De toda la dramaturgia de Federico García Lorca, quizá La casa de Bernarda Alba sea el texto más manoseado, el que más veces ha ocupado las carteleras teatrales; México guarda en su memoria colectiva el recuerdo de varios montajes de esta obra, algunos magníficos, otros medianos, pero la cronista no recuerda uno que de tan malo y ramplón provocara dolor de cabeza.

Oscuro. Luz que vacila entre mantenerse a medias o romper en todo su esplendor, el ruido (que no el doblar) de unas campanas hiperartificiales lo invade todo –nunca queda claro si es la intención o si a quien debe manejar los sonidos se le ha ido el santo al cielo–; la escenografía es de lo más trillado que se ha visto en los tiempos recientes y obedece a una sola lógica: seguir al pie de la letra las acotaciones del dramaturgo (bueno, y ni tanto); entonces La Poncia (suerte de ama de llaves de la casa) y una criada arremeten parlamento tras parlamento, gestos y manoteos exagerados; no hay intenciones y nada se entiende. Deslucidas y pisoteadas han quedado las primeras líneas del texto lorquiano para dar entrada triunfal a Bernarda Alba (Ofelia Gulimain) y su séquito de hijas y plañideras. Esta Bernarda impone sus gritos (¿dónde quedó la dirección?), no su presencia; domina con la voz, no con lo que dice. Resulta entonces una caricatura muy suavizada de aquella mujer que la dramaturgia propone.
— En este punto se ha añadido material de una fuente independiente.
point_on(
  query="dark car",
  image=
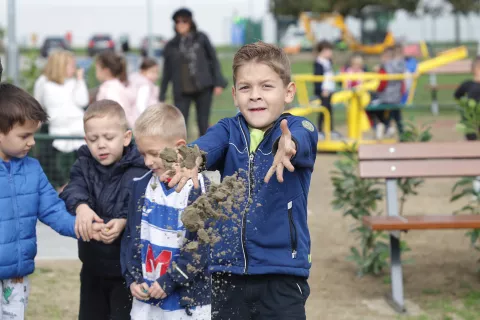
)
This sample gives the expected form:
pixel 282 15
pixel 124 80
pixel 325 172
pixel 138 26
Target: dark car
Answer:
pixel 51 44
pixel 158 46
pixel 99 43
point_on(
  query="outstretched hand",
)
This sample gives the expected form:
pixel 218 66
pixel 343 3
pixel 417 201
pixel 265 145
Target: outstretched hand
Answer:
pixel 286 150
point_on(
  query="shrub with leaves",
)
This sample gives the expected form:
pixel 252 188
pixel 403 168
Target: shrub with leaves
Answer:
pixel 357 198
pixel 463 189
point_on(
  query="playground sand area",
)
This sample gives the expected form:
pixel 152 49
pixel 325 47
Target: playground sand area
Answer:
pixel 441 280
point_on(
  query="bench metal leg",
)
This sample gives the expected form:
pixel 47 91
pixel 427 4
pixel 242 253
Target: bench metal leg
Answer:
pixel 396 300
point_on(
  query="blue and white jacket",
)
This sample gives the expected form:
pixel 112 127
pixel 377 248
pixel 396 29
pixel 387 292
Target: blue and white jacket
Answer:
pixel 272 236
pixel 153 240
pixel 26 196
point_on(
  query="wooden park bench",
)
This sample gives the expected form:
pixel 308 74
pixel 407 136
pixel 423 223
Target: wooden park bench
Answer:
pixel 409 160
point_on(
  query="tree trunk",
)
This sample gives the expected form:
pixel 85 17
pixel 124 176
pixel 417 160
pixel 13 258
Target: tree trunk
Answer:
pixel 457 28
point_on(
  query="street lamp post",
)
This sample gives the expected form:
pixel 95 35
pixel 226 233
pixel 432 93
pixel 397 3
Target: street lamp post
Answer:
pixel 12 50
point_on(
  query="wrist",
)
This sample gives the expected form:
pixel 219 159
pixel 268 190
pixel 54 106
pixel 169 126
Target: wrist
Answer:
pixel 81 207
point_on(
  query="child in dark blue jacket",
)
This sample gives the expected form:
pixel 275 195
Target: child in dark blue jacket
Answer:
pixel 168 282
pixel 261 264
pixel 99 188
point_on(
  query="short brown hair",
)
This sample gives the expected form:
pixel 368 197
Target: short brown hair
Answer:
pixel 115 63
pixel 162 120
pixel 265 53
pixel 56 68
pixel 106 108
pixel 17 106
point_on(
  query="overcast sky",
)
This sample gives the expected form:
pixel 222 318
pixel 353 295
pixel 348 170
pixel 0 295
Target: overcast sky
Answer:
pixel 84 17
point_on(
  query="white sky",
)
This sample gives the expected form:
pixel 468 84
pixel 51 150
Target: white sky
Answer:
pixel 85 17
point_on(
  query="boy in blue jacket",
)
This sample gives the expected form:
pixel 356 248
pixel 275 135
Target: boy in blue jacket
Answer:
pixel 99 187
pixel 25 196
pixel 168 282
pixel 261 264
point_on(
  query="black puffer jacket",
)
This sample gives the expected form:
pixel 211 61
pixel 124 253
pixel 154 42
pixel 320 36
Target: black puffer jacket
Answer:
pixel 106 190
pixel 208 68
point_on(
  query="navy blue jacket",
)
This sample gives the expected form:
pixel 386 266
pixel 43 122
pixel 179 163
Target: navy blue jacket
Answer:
pixel 194 291
pixel 272 236
pixel 106 190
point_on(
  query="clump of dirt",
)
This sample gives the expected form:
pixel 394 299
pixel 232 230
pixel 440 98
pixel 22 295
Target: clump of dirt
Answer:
pixel 217 203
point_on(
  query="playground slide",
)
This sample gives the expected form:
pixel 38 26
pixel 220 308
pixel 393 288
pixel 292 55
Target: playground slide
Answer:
pixel 356 117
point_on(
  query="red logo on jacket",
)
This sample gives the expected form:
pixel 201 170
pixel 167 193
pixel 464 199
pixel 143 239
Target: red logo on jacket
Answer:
pixel 156 267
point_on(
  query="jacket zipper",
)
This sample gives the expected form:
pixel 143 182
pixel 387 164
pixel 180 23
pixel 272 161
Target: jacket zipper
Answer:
pixel 244 218
pixel 11 181
pixel 251 157
pixel 293 231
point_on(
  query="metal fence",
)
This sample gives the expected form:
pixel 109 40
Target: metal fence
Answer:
pixel 55 164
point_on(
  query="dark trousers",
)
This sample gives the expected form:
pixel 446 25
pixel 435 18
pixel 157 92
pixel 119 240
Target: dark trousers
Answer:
pixel 203 104
pixel 103 298
pixel 327 103
pixel 258 297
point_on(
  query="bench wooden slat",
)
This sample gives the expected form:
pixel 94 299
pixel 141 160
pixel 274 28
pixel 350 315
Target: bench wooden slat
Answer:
pixel 422 222
pixel 420 150
pixel 420 168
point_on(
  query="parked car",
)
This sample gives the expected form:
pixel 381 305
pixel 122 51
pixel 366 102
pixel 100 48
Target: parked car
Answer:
pixel 99 43
pixel 158 46
pixel 51 44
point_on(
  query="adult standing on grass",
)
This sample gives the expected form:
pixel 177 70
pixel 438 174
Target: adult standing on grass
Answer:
pixel 191 64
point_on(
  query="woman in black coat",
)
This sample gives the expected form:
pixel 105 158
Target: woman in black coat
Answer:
pixel 191 63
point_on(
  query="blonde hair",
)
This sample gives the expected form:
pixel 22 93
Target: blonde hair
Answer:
pixel 106 108
pixel 265 53
pixel 56 68
pixel 162 120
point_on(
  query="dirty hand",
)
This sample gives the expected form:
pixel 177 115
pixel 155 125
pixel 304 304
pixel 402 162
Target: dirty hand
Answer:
pixel 286 150
pixel 217 91
pixel 84 221
pixel 112 230
pixel 139 291
pixel 156 291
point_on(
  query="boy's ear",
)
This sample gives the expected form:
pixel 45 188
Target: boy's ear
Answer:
pixel 233 96
pixel 290 92
pixel 180 142
pixel 127 138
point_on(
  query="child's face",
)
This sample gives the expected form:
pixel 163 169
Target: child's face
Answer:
pixel 150 148
pixel 260 94
pixel 106 138
pixel 18 142
pixel 151 73
pixel 100 72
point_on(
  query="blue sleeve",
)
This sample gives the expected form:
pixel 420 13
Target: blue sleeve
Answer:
pixel 318 71
pixel 181 274
pixel 130 250
pixel 52 210
pixel 305 136
pixel 76 192
pixel 215 144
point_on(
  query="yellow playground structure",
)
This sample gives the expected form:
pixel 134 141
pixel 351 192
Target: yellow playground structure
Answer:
pixel 356 101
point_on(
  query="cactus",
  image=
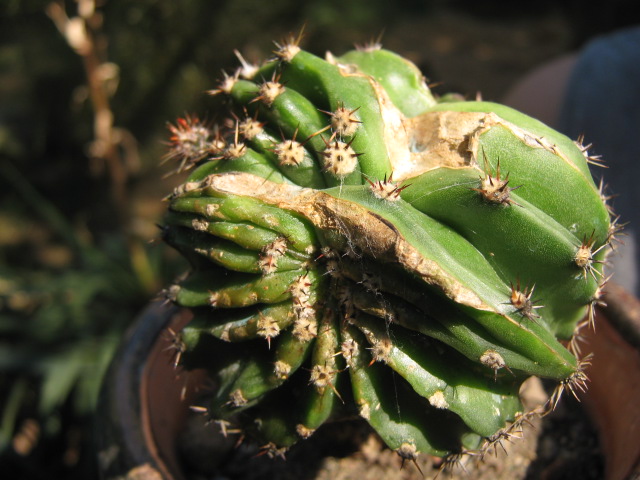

Sí, es libertad de quien dirige abordar el texto por donde mejor le parezca, darle importancia a cosas que quizá en la escritura se encuentren veladas, proponer otra forma de leer el texto, de acercarse a los personajes, a la situación, de hacerle ver al público que un texto clásico merece seguir llamándose así porque los conflictos que lo conforman están vivos aún. Sí, pero aquí no pasa nada de eso. Ni de eso ni de nada. Los mejores momentos que el elenco logra con el público están recargados en cuestiones externas a la obra, como la simpatía y la admiración que el público siente por tal o cual actriz. ¿Y qué se puede esperar cuando el elenco atiende más a satisfacer los gustos de un público ávido de encontrar en el escenario a sus estrellas favoritas de televisión? Ni siquiera el desempeño de una verdadera actriz como Aurora Molina puede salvar de la ignominia un montaje que a todas luces ha preferido andar por el camino de las fórmulas consabidas y la propuesta elemental. Dirigidas por José Solé, a quien más le hubiera valido leer y releer el texto de Lorca una buena docena de veces que atarragar la obra de campanazos evidentísimos antes del primer texto que reza: "Ya tengo el doble de esas campanas metido entre las sienes", estas actrices (la mayoría un mero puñado de conatos actorales) deambulan entre matices, tonos e intenciones que no apuntan ni a la uniformidad ni a la cohesión.

La casa de Bernarda Alba fue escrita en 1936, la guerra civil en España ya era un hecho. Pocos meses después de finalizarla, Lorca murió fusilado. Es su última obra. Y basta leerla para darse cuenta de que más allá de la anécdota de una mujer dominante y sus hijas solteronas, está el retrato de uno de los momentos más importantes de la historia de un país (el subtítulo "Drama de mujeres en pueblos de España" no se escribió porque sí). En efecto, es un drama, no una tragedia, por la razón sencilla de que para Lorca la tragedia se conformaba de elementos míticos que aquí están ausentes. Sin embargo, si atendemos a la catástrofe que aborda, a lo inexorable de la frustración de sus personajes, queda claro el género... bueno, así debía ser. ¿Dónde quedaron el autoritarismo y la represión de Bernarda (franquismo) y la sumisión y ansia de libertad de sus hijas (República)? ¿Por qué han preferido quedarse con el pre-texto que Lorca eligió para desentrañar uno de sus temas más personales y profundos, ése que seguramente lo acogió en el momento en que moría?

Pero no hay peor montaje que el que no existe. Algo hay que apreciarle a esta Bernarda; al menos es una buena muestra de cómo se puede banalizar un texto brillante, de cómo puede hacerse de un texto dramático un buen apunte de guión telenovelero, que provoque uno que otro chistorete bobalicón y lagrimitas de cocodrilo, de ésas que tanto gustan recomendar en los programas de chismes y en las revistas del corazón.